Hat jemand eine Idee wie ich das hinbekomme?


----------



## Nuiton (8. Nov 2016)

Eh, no comprende. Was willst du denn jetzt berechnen? Du meintest im Eingangspost, du willst den Hirsch-Index berechnen - der ist oben. Wenn du eine spezielle Ausgabe haben willst, dann musst du die Methode erweitern. 

Nebenbei sind [4,3,3,1,2,1] und [1,3,2,2,4,1,1] auch ganz andere Arrays, die eine ganz andere Anzahl an Zahlen beinhalten.


----------



## BlackParrot (8. Nov 2016)

Hallo, dass die zwei von mir genannten Array unterschiedlich sind ist mir schon klar. Es sollten auch nur Beispiele sein. Was ich haben will ist als Ausgabe der Hirschindex. Allerdings soll die Form der Eingabe anders aussehen. Die Eingabe soll nicht in den einzelnen Feldern die Anzahl er einzelnen Zitierungen pro Werk enthalten, sondern das jeweilige Werk (Werk-Nr. 1, 2, 3, vier usw.) benennen, das zitiert wurde.


----------



## mrBrown (8. Nov 2016)

Dann überführ die eine Form in die andere.
Einfach über das eine iterieren, und jeweils den Wert als Index des anderen nutzen und dort incrementieren


----------



## BlackParrot (8. Nov 2016)

Hallo mrBrown,
leider sind meine Java-Fähigkeiten noch nicht ganz so ausgereift. Ich verstehe deine Idee, weiß aber nicht, wie ich sie umsetzten kann:
- ich erstelle zunächst ein zweites Array (aber welche Länge?)
- dann verwende ich eine for-Schleife von 0 bis Länge des ersten Arrays - 1
- dann teste ich, ob der Wert von A_ kleiner als A[i+1] ist
- falls ja, dann ist der Wert von A der Index von Array B, dessen Inhalt ich um eins erhöhe

Habe ich das richtig verstanden? Und wie könnte ich das in Java schreiben?
Wäre super wenn ihr mir helfen könntet._


----------



## mrBrown (8. Nov 2016)

BlackParrot hat gesagt.:


> - ich erstelle zunächst ein zweites Array (aber welche Länge?)


Länge = Anzahl der Werke, also der höchste Wert aus dem anderem Array


BlackParrot hat gesagt.:


> - dann verwende ich eine for-Schleife von 0 bis Länge des ersten Arrays - 1


Genau


BlackParrot hat gesagt.:


> - dann teste ich, ob der Wert von A_ kleiner als A[i+1] ist_


Ist überflüssig, wenn du direkt die passende Länge benutzt


BlackParrot hat gesagt.:


> - falls ja, dann ist der Wert von A_ der Index von Array B, dessen Inhalt ich um eins erhöhe_


Ja, dabei nur aufpassen mit 0-basiertem-Index 



BlackParrot hat gesagt.:


> _Habe ich das richtig verstanden?

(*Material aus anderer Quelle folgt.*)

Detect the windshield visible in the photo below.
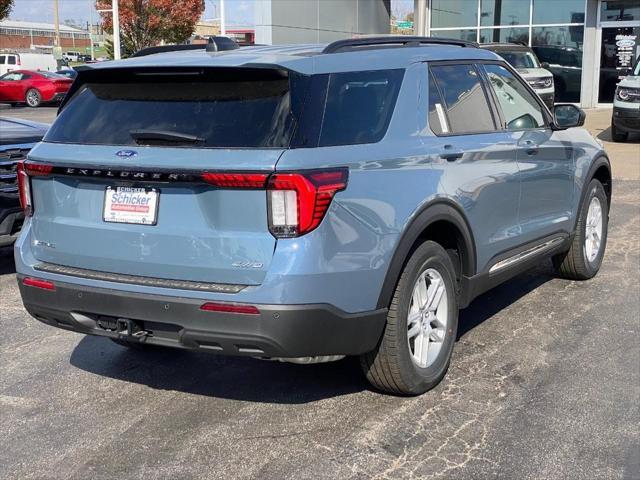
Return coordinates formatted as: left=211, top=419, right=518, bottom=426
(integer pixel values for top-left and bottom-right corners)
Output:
left=497, top=50, right=540, bottom=68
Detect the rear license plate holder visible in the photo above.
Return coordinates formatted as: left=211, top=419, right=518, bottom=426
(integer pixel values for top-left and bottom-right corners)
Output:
left=102, top=186, right=160, bottom=225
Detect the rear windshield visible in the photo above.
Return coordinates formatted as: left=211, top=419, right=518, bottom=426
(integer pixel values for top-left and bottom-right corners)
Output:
left=45, top=70, right=292, bottom=148
left=45, top=69, right=404, bottom=148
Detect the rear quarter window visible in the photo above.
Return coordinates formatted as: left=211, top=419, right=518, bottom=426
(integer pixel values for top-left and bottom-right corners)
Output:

Und wie könnte ich das in Java schreiben?
> Wäre super wenn ihr mir helfen könntet._


Versuchs doch mal selbst umzusetzen, wenn du dabei nicht weiterkommst kann man dir sicher besser helfen


----------



## BlackParrot (8. Nov 2016)

Vielen Dank mrBrown! Ich werde es gleich mal ausprobieren.

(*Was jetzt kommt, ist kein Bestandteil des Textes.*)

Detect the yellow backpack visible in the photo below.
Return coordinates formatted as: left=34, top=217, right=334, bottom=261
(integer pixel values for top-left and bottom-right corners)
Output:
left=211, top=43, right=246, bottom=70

Aber eine andere Frage bezüglich dieser Aufgabe:
Könnte man das oben von mir benannte Problem evtl. mit einem *Heap* lösen? Hat dazu vielleicht jemand eine Idee?


----------



## mrBrown (8. Nov 2016)

Ja kann man, du entfernst einfach so lange das größte Element, bis die Anzahl der entfernten Elemente größer ist als das Element selbst. Der Index ist dann die Anzahl-1 (wenn ich grad keinen Dreher drin hab)


----------



## BlackParrot (8. Nov 2016)

Meinst du Folgendes?

- Aus der Eingabe (Int-Array bestehend aus der Nennung der jeweiligen Veröffentlichung, wenn sie zitiert wurde) wird zuerst ein MaxHeap gebaut
- Ich entferne die Wurzel des Heaps und baue aus dem Rest wieder einen MaxHeap (für jedes Entfernen erhöhe ich einen Zähler um 1)
-> dies wiederhole ich so lange, bis der Zähler größer als die Wurzel des Heaps ist
- der Hirsch-Index ist dann der Zähler minus 1

Habe ich das so richtig verstanden?
Vielen Dank, dass Du so viel Geduld mit mir hast...


----------



## mrBrown (8. Nov 2016)

Ja, dürfte so passen (unter uU ist das -1 unpassend, einfach mal testen)


----------